PATRICK W. CORRIGAN, BENJAMIN G. DRUSS, AND DEBORAH A. PERLICK
Mental illness has wide-reaching effects on people’s education, employment, physical health, and relationships. Although many effective mental health interventions are available, people often do not seek out the care they need. In fact, in 2011, only 59.6% of individuals with a mental illness — including such conditions as anxiety, depression, schizophrenia, and bipolar disorder — reported receiving treatment.
In the second issue of Psychological Science in the Public Interest (Volume 15, Number 2), Patrick W. Corrigan (Illinois Institute of Technology), Benjamin G. Druss (Emory University), and Deborah A. Perlick (Mount Sinai Hospital) discuss the role of stigma in limiting access to care and in discouraging people from pursuing mental health treatment.
From a public standpoint, stereotypes depicting people with mental illness as being dangerous, unpredictable, responsible for their illness, or generally incompetent can lead to active discrimination, such as excluding people with these conditions from employment and social or educational opportunities. In medical settings, negative stereotypes can make providers less likely to focus on the patient rather than the disease, endorse recovery as an outcome of care, or refer patients to needed consultations and follow-up services.
These displays of discrimination can become internalized, leading to the development of self-stigma: People with mental illness may begin to believe the negative thoughts expressed by others and, in turn, think of themselves as unable to recover, undeserving of care, dangerous, or responsible for their illnesses. This can lead them to feel shame, low self-esteem, and inability to accomplish their goals. Self-stigma can also lead to the development of the “why try” effect, whereby people believe that they are unable to recover and live normally so “why try?” To avoid being discriminated against, some people may also try to avoid being labeled as “mentally ill” by denying or hiding their problems and refusing to seek out care.
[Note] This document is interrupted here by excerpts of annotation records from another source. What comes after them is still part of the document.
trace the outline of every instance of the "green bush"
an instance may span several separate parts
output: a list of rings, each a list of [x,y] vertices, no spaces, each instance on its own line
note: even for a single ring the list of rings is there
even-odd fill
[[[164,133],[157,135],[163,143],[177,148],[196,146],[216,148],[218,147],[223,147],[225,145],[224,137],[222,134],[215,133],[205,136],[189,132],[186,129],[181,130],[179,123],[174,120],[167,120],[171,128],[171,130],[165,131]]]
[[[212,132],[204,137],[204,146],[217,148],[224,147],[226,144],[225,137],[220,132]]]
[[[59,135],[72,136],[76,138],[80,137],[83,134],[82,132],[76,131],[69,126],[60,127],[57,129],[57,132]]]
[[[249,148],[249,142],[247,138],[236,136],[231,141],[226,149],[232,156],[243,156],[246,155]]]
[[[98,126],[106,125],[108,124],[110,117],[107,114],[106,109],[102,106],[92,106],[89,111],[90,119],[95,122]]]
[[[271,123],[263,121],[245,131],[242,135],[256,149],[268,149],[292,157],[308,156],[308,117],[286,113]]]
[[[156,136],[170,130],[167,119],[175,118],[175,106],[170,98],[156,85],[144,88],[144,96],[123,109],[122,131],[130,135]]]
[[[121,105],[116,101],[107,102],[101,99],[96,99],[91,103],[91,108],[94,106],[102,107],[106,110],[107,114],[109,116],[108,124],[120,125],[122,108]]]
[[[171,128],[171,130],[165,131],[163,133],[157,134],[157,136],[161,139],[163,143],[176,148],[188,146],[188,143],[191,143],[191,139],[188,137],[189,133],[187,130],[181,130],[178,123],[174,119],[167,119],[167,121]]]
Structural stigma (i.e., stigma that is part of social and institutional policies and practices) presents additional large-scale barriers to mental care by undermining opportunities for people to seek help. A lack of parity between coverage for mental health and other health care, lack of funding for mental health research, and use of mental health history in legal proceedings, such as custody cases, all present structural reasons that people might not seek treatment.
Studies have shown that knowledge, culture, and social networks can influence the relationship between stigma and access to care. For example, myths about mental illness and its treatment can lead to the development of stigma and discriminatory practices. Cultural factors can influence the types of behaviors that are thought to violate social norms and the degree to which discrimination against people who display nonconformative behavior is accepted. Social networks, including family members, friends, and coworkers, can also have a big impact on people’s decisions to pursue treatment, serving either to enhance feelings of stigma or to encourage care seeking.
Because of the impact of knowledge, culture, and networks on people’s decisions to access care, many public-health and policy initiatives meant to encourage care usage have focused on educating people about mental health to combat harmful stereotypes related to illness and treatment. Addressing cultural barriers to care and including supportive networks in treatment plans can also encourage treatment.
At the structural level, legislation such as the Americans with Disabilities Act of 1990, the Mental Health Parity Act of 1996, the Medicare Improvements for Patients and Providers Act, the Paul Wellstone and Pete Domenici Mental Health Parity and Addiction Equity Act of 2008, and, most recently, the Affordable Care Act of 2010, have served to protect people with mental illness from discriminatory practices.
In a commentary accompanying this report, former U. S. First Lady Rosalynn Carter, along with Rebecca Palpant Shimkets and Thomas H. Bornemann of the Carter Center Mental Health Program, describe the challenges faced in trying to reduce the stigma of mental illness and increase access to care. The many legislative efforts spearheaded by the Carter Center have helped create or change public law to protect the rights of people with mental illness and ensure parity for mental health services. Although these laws often serve to force structural changes, the hope is that legislative efforts will eventually lead to true changes in attitudes toward mental illness.
Despite the Carter Center’s many successes, more work needs to be done. Integrative research that connects the mental health, public health, education, and primary care fields is necessary. The authors of this report and commentary believe that such integrative efforts can help build a strong network of systems and services that encourage access to care without the fear of discrimination or prejudice.